In Lax v. The City University of New York, 20-3906-cv, 2022 WL 103315 (2d Cir. Jan. 11, 2022), the court, inter alia, affirmed the dismissal of plaintiff’s claim of a religion-based hostile work environment claim asserted under Title VII of the Civil Rights Act of 1964.
From the decision:
In order to establish a hostile work environment claim under Title VII, a plaintiff must produce enough evidence to show that the workplace is permeated with discriminatory intimidation, ridicule, and insult, that is sufficiently severe or pervasive to alter the conditions of the victim’s employment and create an abusive working environment.

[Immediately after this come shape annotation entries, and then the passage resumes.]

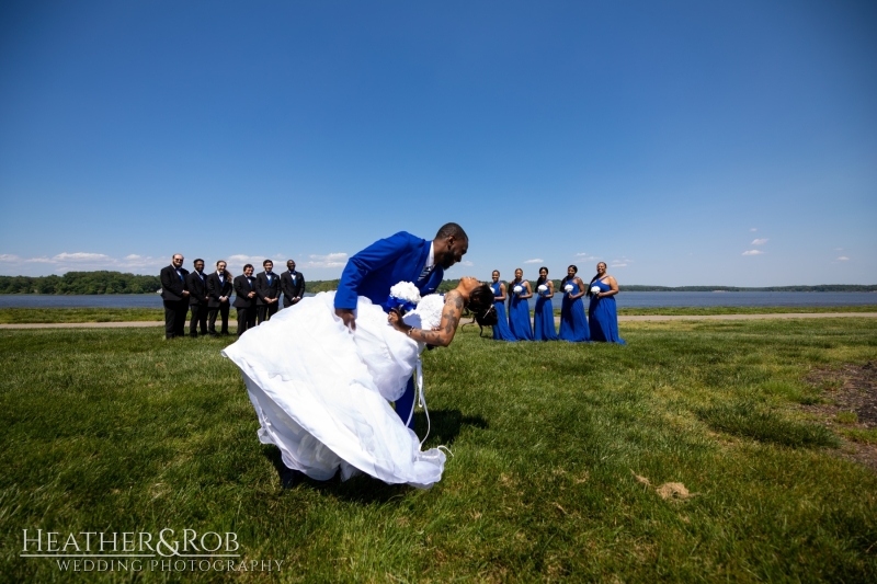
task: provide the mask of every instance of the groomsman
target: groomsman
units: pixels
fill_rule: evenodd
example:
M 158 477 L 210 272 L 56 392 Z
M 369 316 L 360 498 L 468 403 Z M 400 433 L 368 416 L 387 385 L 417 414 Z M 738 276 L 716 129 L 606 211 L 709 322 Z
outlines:
M 288 272 L 281 274 L 281 290 L 283 291 L 283 308 L 289 308 L 297 305 L 301 297 L 305 296 L 305 276 L 301 272 L 295 271 L 295 262 L 289 260 L 286 262 Z
M 235 278 L 235 308 L 238 309 L 238 336 L 255 327 L 255 278 L 253 264 L 243 266 L 243 275 Z
M 192 319 L 189 321 L 189 336 L 196 339 L 197 328 L 201 327 L 202 336 L 207 334 L 207 276 L 204 275 L 204 260 L 197 259 L 192 262 L 195 271 L 189 274 L 186 285 L 189 286 L 189 309 L 192 311 Z
M 277 312 L 277 301 L 281 299 L 281 277 L 272 272 L 274 262 L 265 260 L 262 262 L 264 272 L 255 276 L 255 310 L 259 316 L 259 324 L 269 320 Z
M 221 314 L 223 318 L 223 334 L 228 334 L 228 309 L 231 306 L 229 298 L 231 297 L 231 277 L 226 272 L 225 260 L 216 262 L 216 272 L 207 276 L 207 307 L 209 313 L 207 317 L 207 331 L 210 336 L 216 336 L 216 316 Z
M 183 267 L 183 254 L 175 253 L 171 265 L 161 268 L 161 299 L 164 304 L 164 339 L 183 336 L 185 313 L 189 312 L 189 290 L 185 277 L 189 271 Z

Courts consider the totality of the circumstances, including: the frequency of the discriminatory conduct; its severity; whether it is physically threatening or humiliating, or a mere offensive utterance; and whether it unreasonably interferes with the victim’s job performance.

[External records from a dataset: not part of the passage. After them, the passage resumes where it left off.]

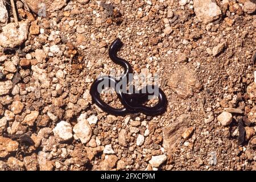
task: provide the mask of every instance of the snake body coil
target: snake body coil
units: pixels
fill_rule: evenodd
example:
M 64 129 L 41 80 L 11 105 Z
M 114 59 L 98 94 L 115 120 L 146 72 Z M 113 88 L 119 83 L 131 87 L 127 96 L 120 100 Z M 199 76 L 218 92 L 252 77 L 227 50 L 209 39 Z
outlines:
M 148 92 L 147 86 L 135 92 L 135 93 L 123 93 L 122 89 L 115 89 L 117 94 L 124 106 L 122 108 L 114 108 L 101 100 L 100 93 L 104 88 L 101 88 L 100 85 L 102 81 L 107 81 L 109 83 L 108 85 L 113 88 L 114 86 L 114 88 L 116 88 L 117 85 L 118 86 L 118 85 L 124 84 L 125 80 L 128 82 L 132 81 L 129 80 L 129 78 L 132 80 L 133 78 L 129 78 L 129 73 L 133 73 L 133 68 L 127 61 L 117 57 L 117 52 L 122 46 L 122 43 L 121 40 L 119 39 L 115 39 L 109 48 L 109 55 L 114 63 L 123 67 L 125 69 L 124 74 L 119 80 L 117 80 L 116 78 L 110 76 L 100 77 L 95 80 L 90 90 L 90 94 L 92 96 L 93 101 L 104 111 L 115 115 L 123 115 L 128 113 L 139 112 L 148 115 L 159 115 L 163 113 L 166 109 L 167 100 L 163 90 L 156 85 L 150 85 L 152 89 L 158 89 L 159 93 L 158 96 L 158 103 L 153 107 L 148 107 L 143 105 L 148 100 L 149 96 L 154 95 L 154 93 L 150 93 Z M 127 82 L 126 81 L 125 83 Z M 142 90 L 146 90 L 146 93 L 143 93 Z

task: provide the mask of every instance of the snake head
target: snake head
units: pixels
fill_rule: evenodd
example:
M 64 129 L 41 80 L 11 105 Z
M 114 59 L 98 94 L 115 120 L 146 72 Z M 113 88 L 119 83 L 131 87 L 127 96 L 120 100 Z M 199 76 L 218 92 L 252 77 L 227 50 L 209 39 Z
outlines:
M 109 52 L 116 53 L 123 46 L 123 43 L 121 42 L 120 39 L 116 39 L 111 44 L 109 48 Z

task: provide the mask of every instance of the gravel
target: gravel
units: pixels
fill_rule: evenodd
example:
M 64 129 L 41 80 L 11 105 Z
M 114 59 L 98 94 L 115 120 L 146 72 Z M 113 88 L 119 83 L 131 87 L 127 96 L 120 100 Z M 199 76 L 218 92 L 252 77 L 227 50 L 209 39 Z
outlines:
M 254 1 L 26 1 L 16 28 L 0 1 L 0 170 L 256 169 Z M 163 114 L 92 100 L 123 71 L 117 38 L 134 72 L 157 73 Z

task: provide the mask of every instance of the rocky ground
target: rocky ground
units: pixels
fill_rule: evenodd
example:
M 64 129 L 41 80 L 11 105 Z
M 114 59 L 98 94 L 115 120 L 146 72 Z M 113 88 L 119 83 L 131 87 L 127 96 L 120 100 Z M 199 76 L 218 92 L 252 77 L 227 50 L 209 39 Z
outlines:
M 0 0 L 0 169 L 256 170 L 254 0 Z M 117 38 L 166 112 L 92 102 Z M 116 95 L 104 94 L 121 107 Z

Here, Lax has not adduced evidence of harassment or discrimination that is sufficiently severe or pervasive to rise to the level of a hostile work environment. He bases his claim primarily on incidents involving Suss’s comments to other faculty members that he heard about after the fact. While evidence of harassment directed at other co-workers can be relevant to an employee’s own claim of hostile work environment discrimination, Lax has not pointed to evidence apart from his own conclusory statements demonstrating the frequency of any harassment—including harassment suffered by his co-workers. And while Lax also seeks to premise his hostile work environment claim on CUNY’s alleged failure to investigate his complaints against Suss, a “failure to investigate does not by itself alter the terms and conditions of employment and thus could not itself have contributed to or constituted a hostile work environment.
[Cleaned up.]
The court concluded that, as a result, plaintiff “has not established that discrimination or harassment so permeated his workplace as to create a hostile work environment.”